Let’s say you have this idea for a visualization or application, or you’re just curious about some trend. But you have a problem. You can’t find the data, and without the data, you can’t even start. This is a guide and a list of sources for where you can find that data you’re looking for. There’s a lot out there.
Being a graduate student, I always look to the library for books and resources. Many libraries are amping up their technology and have some expansive data archives. Many statistics departments also tend to keep a list of data somewhere.
- Data and Story Library – An online library of datafiles and stories that illustrate the use of basic statistics methods, from Carnegie Mellon
- Berkeley Data Lab – Part of the UC Berkeley library system. Hey, they’ve even on Twitter.
- UCLA Statistics Data Sets – Some of the data that UCLA stat uses in their labs and assignments.
I’m sure you’ve seen a graphic in the paper or I guess more likely, on a news site, and wondered about another aspect of the data. Major news organizations always put their sources somewhere on the graphic or are mentioned in the accompanying article. It’s usually not a direct link, but a quick online search will get you to the right place. Sometimes, you’ll have to email someone to get the same data, but those people are usually happy that you’re interested in their data or analysis.
- The New York Times – They also have several data-rich APIs
- Wall Street Journal
- Guardian Datablog – Provides a lot of free-to-use data via Google spreadsheets.

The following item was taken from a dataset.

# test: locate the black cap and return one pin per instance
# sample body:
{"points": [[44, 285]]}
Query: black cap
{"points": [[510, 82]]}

Got some mapping software, but no geographic data? You’re in luck. There are plenty of shapefiles, etc. at your disposal.
- TIGER – From the US Census Bureau, detailed data about roads, railroads, rivers, and zipcodes. Probably the most extensive you’re going to find.
- OpenStreetMap – One of the best examples of data and community effort.
- Geocommons – Both data and a map maker.
- Flickr Shapefiles – Boundaries as defined by Flickr users.
America loves its sports, and thus, has decades of sports data. You’ll find it on Sports Illustrated or the sports organizations’ sites, but you’ll also find more on sites dedicated to the data.
There are several noteworthy international organizations that keep data about the world, mainly health and development indicators. It does take some sifting though, because a lot of the data sets are pretty sparse. It’s not easy to get standardized data across countries with varied methods.
- Global Health Facts
- UNdata – Most of the data I used for Progress came from this data search engine from the United Nations.
- World Health Organization
- OECD Statistics
Government and Politics
With the new administration, there’s been a fresh emphasis on data and transparency, so there are lot of government organizations that supply data. They’ve been doing this for a while, but with the launch of data.gov, much of the data is finding itself in one place. There are also plenty of non-governmental sites that aim to make politicians more accountable.
- Census Bureau – Incredibly important data about the country with more effect on your life than you probably know
- DataSF – San Francisco recently launched their own data site. Hopefully, other cities follow suit. Check out the showcase.
- Follow the Money
- OpenSecrets – Interesting site MAPlight is powered by data from OpenSecrets.
You’re usually going to find the best data straight from the source, but there are lots of applications and sites that try to make all data easier to find or easier to access.
- Freebase – Free data and a community effort. For some types, the data are kind of sparse, but it continues to get better.
- Many Eyes – More of a visualization and exploratory site than for data, but they do have a data section.
- Infochimps – Did you get your invite?
- Amazon Public Data Sets
- DBpedia – Allows you to ask sophisticated queries against Wikipedia, and to link other data sets on the Web to Wikipedia data.
- Wikipedia – Lots of HTML tables. Copy and paste in Excel.
Get it From an API
Plenty of sites and applications make their data freely available via APIs. Twitter has an API (duh). Google has lots of APIs. Yahoo does too. So on and so forth. Visit Programmable Web for a detailed catalog of what’s available.
Scrape the Data
I’m still figuring out how to scrape AJAX-based sites though. I’d be happy to hear any tips from anyone who has experience with that.
Did I miss anything? Where do you get your data from?